Mas’ûdî, Avertissement, Rome et les Rûms : distinction, 950 n-è

Le maître de Rome dépendait de celui de Constantinople, reconnaissait son autorité et la représentait. Il ne portait pas de diadème et ne se donnait pas le titre d’empereur. Ces usages, établis longtemps avant l’Islam, furent observés jusqu’en l’an 330 de l’hégire environ. A ce moment, celui qui détenait l’autorité à Rome, s’étant senti puissant et soutenu par une armée nombreuse, prit le diadème, les vêtements de pourpre, les sandales rouges et les autres insignes par lesquels se distinguait l’empereur de Rome, en méme temps que le titre d’empereur. Quand la nouvelle en parvint à Constantin, fils de Léon, qui règne aujourd’hui sur les Grecs, il envoya contre lui des troupes qui revinrent après avoir été défaites et mises en fuite. 11 dut alors écrire à l’empereur de Rome et se contenter d’en obtenir la paix. Avant cette lutte ils s’étaient unis par une alliance. L’empereur de Rome avait donné sa fille en mariage à Romain, fils de Constantin, et la lui avait envoyée avec les présents les plus magnifiques
et les plus considérables qui aient été jamais faits à une fille de roi-. Elle mourut auprès de son époux.
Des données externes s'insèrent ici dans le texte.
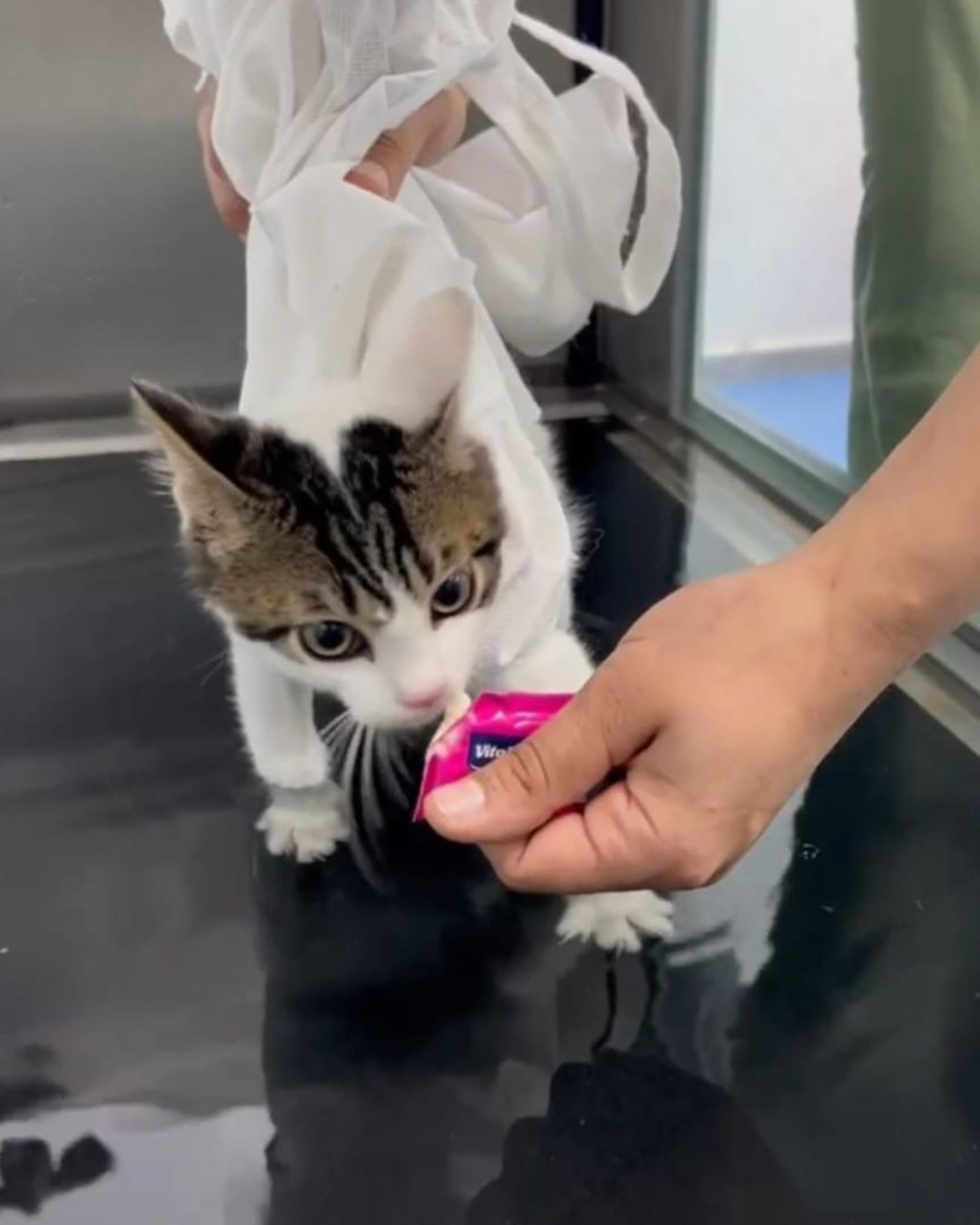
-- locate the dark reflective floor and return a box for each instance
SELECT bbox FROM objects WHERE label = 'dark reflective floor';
[0,423,980,1225]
Toutes les autres branches des Francs, les Jalâliqâ (Galiciens), les Jàska (Argonais), les Washkana (Basques), les Armanijâ (?), la plupart des tribus slaves, les Bulgares, ainsi que d’autres peuples, suivent la religion chrétienne et reconnaissent l’autorité de celui qui gouverne à Rome. Rome est la capitale de l’empire des Francs, tant dans l’antiquité que de nos jours. Aristote le dit dans une lettre à Alexandre où il exhorte ce prince à aller combattre Dara, fils de Dara, roi de Perse. Il lui dit: » Tu as appris à connaître, ô prince, les signes de la victoire aussitôt que tu es entré chez les Francs ; ceux de leurs chefs qui étaient aux limites de leur pays ont, à ton approche, livré les frontières, et ils se sont réfugiés dans leur capitale, Rome. »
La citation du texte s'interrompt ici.